Esse medo limitante que muitas vezes faz a gente pensar excessivamente sobre quais lugares frequentar, como se portar, como se expressar, como protegê-la e, ao mesmo tempo, o susto em perceber o quão compulsoriamente limitadora eu posso estar sendo em meus medos.

Atravessada por isso, sou uma mulher bissexual. A heterossexualidade sempre foi a minha presença no mundo e estava tudo bem pra mim. Era mais fácil, embora em alguns momentos eu tivesse a ousadia de ser livre.

Mas aconteceu de retribuir o olhar de uma mulher, depois o abraço, depois o beijo em uma festa e depois o amar. O desejo de amar e me casar com uma mulher resultou em desfazer toda a corporalidade performada e assumida por mim durante muitos anos.

Foi nesse momento que eu visitei o mesmo medo que me era comum. Os olhares, a repulsão de quem dizia amor por mim, os convites não feitos e os desfeitos, o quanto era preciso pensar excessivamente em que lugares frequentar. Segurar a sua mão me fez visitar os olhares de estranheza e pena que recebo ao segurar a mão da minha irmã.

Vivenciar a homofobia traz muito medo, mas brota dentro da gente uma coragem bem rara de nos mostrarmos como somos, de reinventar a compulsão normativa, do desejo de amar sem temer, de ter orgulho. Orgulho de quem sou, da minha história, do meu querer.

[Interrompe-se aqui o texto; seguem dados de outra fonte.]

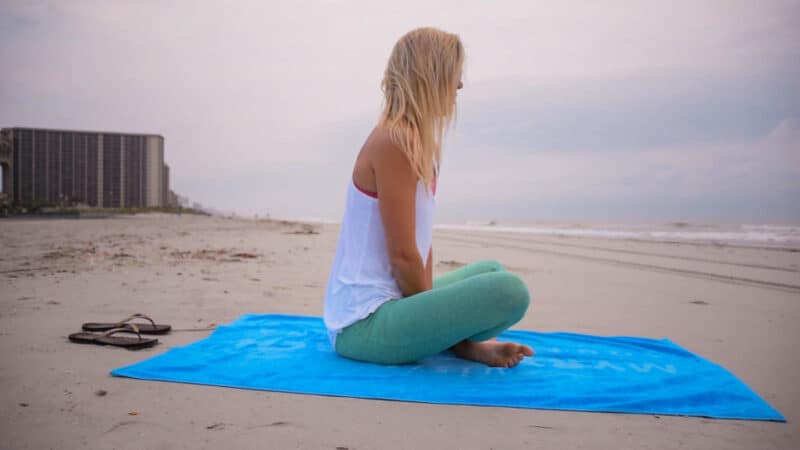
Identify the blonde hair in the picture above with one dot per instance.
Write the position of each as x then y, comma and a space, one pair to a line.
419, 88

A heterossexualidade compulsória está entrelaçada com a capacidade corporal compulsória, porque ambos os sistemas funcionam para reproduzir o corpo sobre uma única ótica, a partir de uma única história, tendo o capacitismo e a homofobia como agentes de manutenção desse sistema.

A questão é que nossa existência – das pessoas com deficiência, da comunidade LGBT+ e pessoas LGBTs com deficiência – fazem a promessa da cultura corporalmente capacitada entrar em colapso.

Por isso é tão potente ter orgulho, segurar na mão, expressar com as mãos, botar o corpo na rua, celebrando sermos e que substancialmente possamos enfrentar o medo e a dor rumo à transformação coletiva.